Vaughan Reid's blog

ASP.NET Core with IOptions

One of my favorite improvements when moving to ASP.NET Core applications is that configuration feels like a first class citizen in the infrastructure. Previously I often had to do some manual work in the DI registration to create configuration objects that could be injected into my classes. No longer!

ASP.NET Core uses the options pattern out of the box which I think is a clean and flexible way to inject your configuration. Its simple and powerful at the same time.

So how does it work. First you define a json representation of your class in your appsettings.json file. Such as:


"Person": {
    "Name": "Joe Soap"
}

And create the corresponding POCO class.


public class Person
{
     public String Name { get; set; }
}

Then to use it you register it in the ConfigureServices method of your Startup class. A simple way using defaults would be:


services.Configure<Person>(Configuration);

At this point its ready to inject into your service constructor. You are given 3 Options classes that you could use depending on your situation.

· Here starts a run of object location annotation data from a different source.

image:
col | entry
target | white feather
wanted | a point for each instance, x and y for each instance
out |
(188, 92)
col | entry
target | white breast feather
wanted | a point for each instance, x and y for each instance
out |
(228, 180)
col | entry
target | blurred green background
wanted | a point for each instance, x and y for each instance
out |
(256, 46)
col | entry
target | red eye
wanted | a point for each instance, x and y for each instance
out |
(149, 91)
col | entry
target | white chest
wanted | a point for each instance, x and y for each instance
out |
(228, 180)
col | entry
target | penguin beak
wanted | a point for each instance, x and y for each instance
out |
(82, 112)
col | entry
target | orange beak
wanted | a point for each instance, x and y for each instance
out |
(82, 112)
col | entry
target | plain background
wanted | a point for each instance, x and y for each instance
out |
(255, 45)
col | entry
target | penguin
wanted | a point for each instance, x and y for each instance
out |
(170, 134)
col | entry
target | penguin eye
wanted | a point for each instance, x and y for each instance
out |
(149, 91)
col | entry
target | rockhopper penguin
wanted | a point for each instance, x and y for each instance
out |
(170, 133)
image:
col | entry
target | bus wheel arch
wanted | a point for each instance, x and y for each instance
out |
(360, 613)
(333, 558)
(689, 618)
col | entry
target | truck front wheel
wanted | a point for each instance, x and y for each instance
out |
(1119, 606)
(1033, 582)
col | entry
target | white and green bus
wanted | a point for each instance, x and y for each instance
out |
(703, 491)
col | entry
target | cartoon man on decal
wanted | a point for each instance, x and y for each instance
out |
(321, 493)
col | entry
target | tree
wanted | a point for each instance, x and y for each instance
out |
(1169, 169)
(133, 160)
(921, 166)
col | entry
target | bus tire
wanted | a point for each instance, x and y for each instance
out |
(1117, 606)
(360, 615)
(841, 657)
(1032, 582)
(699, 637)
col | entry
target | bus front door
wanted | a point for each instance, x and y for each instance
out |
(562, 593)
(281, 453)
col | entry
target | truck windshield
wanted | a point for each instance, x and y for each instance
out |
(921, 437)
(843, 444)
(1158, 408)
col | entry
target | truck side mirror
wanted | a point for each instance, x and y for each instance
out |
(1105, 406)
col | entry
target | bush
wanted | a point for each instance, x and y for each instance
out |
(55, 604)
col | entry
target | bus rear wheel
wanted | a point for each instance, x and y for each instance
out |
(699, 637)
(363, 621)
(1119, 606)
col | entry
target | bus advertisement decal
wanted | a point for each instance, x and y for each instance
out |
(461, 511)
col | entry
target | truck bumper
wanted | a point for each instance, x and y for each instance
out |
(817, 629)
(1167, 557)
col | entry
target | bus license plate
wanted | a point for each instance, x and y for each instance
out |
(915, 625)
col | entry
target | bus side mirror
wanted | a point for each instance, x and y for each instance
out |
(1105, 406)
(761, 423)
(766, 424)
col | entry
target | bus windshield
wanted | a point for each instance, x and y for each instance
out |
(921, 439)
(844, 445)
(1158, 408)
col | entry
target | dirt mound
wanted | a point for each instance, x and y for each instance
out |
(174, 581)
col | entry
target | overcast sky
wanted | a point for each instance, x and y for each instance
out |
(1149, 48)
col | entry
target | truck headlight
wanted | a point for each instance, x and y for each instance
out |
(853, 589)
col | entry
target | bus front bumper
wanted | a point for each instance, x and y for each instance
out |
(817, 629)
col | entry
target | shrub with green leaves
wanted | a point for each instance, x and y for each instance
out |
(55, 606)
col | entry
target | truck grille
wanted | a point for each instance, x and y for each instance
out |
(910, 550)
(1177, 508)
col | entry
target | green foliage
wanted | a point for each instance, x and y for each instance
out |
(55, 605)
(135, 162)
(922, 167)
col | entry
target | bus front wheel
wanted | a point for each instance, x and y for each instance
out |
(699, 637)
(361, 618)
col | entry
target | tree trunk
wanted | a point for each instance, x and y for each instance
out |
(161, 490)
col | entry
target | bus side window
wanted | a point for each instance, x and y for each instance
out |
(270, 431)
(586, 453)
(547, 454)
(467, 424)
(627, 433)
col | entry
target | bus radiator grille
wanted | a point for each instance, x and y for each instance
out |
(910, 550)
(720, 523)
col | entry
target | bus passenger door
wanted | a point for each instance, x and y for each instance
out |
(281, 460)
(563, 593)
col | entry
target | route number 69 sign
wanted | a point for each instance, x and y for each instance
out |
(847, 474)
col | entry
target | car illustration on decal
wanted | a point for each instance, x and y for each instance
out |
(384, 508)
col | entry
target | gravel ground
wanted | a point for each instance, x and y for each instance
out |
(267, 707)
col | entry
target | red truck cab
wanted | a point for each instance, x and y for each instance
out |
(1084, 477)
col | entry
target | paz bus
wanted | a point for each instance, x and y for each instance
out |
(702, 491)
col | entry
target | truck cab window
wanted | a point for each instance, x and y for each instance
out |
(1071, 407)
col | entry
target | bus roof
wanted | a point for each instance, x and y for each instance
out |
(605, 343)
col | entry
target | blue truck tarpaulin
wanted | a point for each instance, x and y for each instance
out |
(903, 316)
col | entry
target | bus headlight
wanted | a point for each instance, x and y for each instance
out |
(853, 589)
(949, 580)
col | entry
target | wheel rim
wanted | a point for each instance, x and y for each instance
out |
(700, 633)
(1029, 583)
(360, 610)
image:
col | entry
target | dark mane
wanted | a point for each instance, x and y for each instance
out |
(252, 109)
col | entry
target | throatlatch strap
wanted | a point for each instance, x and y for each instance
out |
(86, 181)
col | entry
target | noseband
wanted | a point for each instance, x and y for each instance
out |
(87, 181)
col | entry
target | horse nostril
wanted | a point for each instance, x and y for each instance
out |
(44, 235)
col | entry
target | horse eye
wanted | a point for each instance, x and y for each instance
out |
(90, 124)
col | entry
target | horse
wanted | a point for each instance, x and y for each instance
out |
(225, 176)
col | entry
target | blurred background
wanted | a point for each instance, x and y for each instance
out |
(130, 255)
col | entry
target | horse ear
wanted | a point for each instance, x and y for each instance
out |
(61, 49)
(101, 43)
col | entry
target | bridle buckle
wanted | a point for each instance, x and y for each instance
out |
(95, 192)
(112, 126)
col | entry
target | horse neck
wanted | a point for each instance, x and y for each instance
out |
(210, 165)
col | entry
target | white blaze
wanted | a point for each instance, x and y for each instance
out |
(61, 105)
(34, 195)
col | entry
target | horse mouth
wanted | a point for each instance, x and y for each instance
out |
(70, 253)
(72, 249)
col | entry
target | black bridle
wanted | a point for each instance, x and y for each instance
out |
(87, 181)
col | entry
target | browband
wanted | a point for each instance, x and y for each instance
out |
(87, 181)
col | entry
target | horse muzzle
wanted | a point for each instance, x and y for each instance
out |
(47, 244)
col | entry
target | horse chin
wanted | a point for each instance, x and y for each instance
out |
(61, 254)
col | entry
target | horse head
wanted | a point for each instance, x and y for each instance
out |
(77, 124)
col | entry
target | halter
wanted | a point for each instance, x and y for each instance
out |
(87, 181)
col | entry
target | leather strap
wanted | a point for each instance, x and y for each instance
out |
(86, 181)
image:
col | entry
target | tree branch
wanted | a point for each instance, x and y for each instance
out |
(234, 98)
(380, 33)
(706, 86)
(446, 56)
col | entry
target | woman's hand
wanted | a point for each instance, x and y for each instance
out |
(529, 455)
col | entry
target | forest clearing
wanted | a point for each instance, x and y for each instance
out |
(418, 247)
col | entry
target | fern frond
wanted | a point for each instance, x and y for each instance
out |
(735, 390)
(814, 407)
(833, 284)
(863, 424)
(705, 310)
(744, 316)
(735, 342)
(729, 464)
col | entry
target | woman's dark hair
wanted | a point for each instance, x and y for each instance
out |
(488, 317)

  1. IOptions<Person> This uses the configuration at startup and is registered as a singleton.
  2. IOptionsSnapshot<Person> This is registered as a scope service and will reload the configuration for each request.
  3. IOptionsMonitor<Person> This is a singleton instance that gives you a listener you can use to get any changes to the configuration.

With these 3 service options you can decide how to inject your configuration depending how you expect the configuration to change.